Why Louisiana? Consider: Louisiana is named after King Louis XIV, of FRANCE. Louisiana was bought by Thomas Jefferson, in the Purchase of the same name, from Napoleon I of FRANCE. It was originally settled by FRENCH colonists (That is, if we don't count the Native Americans already there, and when have we ever?). The largest city, New Orleans, is named after the city of Orleans, in FRANCE; the city's most famous cultural area is called the FRENCH Quarter. The holiday "Mardi Gras," probably the clearest association most people have with New Orleans and Louisiana, means "Fat Tuesday" in FRENCH (The holiday, FRENCH in origin, celebrates the last day of pleasure before Lent, which begins on Ash Wednesday). The name of the capital city, Baton Rouge, means "red stick" or "red branch," in FRENCH. The largest lake in the state is Lake Pontchartrain, which is a FRENCH name.
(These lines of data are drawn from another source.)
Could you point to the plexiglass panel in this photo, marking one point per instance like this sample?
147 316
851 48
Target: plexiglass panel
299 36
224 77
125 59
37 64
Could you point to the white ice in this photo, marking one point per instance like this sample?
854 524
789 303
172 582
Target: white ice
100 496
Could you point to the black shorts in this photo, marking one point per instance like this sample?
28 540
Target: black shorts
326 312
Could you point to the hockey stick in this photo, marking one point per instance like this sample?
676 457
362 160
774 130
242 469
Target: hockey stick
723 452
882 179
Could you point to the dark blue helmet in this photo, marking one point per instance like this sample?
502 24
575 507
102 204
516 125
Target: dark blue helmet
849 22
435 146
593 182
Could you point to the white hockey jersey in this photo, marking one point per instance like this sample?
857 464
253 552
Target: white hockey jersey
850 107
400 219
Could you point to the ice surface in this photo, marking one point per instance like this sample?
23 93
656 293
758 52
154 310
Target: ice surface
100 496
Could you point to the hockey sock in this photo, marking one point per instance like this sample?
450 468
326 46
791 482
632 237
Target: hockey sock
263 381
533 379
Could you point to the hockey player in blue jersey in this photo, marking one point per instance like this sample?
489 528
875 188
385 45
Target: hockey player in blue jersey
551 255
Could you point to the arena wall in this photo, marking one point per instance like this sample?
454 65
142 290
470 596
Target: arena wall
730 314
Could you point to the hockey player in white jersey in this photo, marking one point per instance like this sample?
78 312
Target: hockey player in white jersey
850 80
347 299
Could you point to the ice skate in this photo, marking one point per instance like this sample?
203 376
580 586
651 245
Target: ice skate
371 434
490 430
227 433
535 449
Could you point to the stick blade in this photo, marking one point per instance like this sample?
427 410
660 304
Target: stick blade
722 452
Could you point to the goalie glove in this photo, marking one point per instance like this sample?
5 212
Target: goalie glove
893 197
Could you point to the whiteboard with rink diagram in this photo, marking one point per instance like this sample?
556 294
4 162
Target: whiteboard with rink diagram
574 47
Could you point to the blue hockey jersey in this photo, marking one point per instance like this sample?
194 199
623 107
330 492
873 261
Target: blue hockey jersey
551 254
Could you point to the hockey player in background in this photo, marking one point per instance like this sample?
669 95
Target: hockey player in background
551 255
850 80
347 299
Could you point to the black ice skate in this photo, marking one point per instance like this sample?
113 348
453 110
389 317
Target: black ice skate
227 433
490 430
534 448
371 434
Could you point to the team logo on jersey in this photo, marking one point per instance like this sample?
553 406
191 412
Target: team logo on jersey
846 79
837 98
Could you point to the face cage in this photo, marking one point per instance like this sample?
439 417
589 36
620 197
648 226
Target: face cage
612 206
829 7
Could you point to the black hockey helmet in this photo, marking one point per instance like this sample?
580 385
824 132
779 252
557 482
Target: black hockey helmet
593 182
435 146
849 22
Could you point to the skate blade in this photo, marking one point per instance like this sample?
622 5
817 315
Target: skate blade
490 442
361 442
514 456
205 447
The famed Cajun and Creole cultures are an amalgamation of English, Spanish, and FRENCH; and in fact, the name "Cajun" is a corruption of the name "Acadian," the handle of a group of FRENCH colonists from Canada. Louisiana is the only state whose legal code refers, not to British Common Law, but to the Napoleonic Code of FRANCE. The counties there are not named "county," but rather, "parish," which, well, it sounds FRENCH.
If we were serious about our anti-French sentiments, we should have altered all of this to fit a more proper American mold. We at Online Highways would like to suggest, humbly, that we simply rename the state Bushiana, and add it to its neighbor Texas so that we can finally stop adding the qualifier "in the lower 48 states" when we proudly boast that Texas is the largest state (Take THAT, Alaska!). Then we could enjoy our alligator meat, which is available for consumption in Louisiana, with our Louisiana-born Tabasco hot sauce, without that frisson of horror we all feel when we encounter something that might just possibly be gallingly Gallic.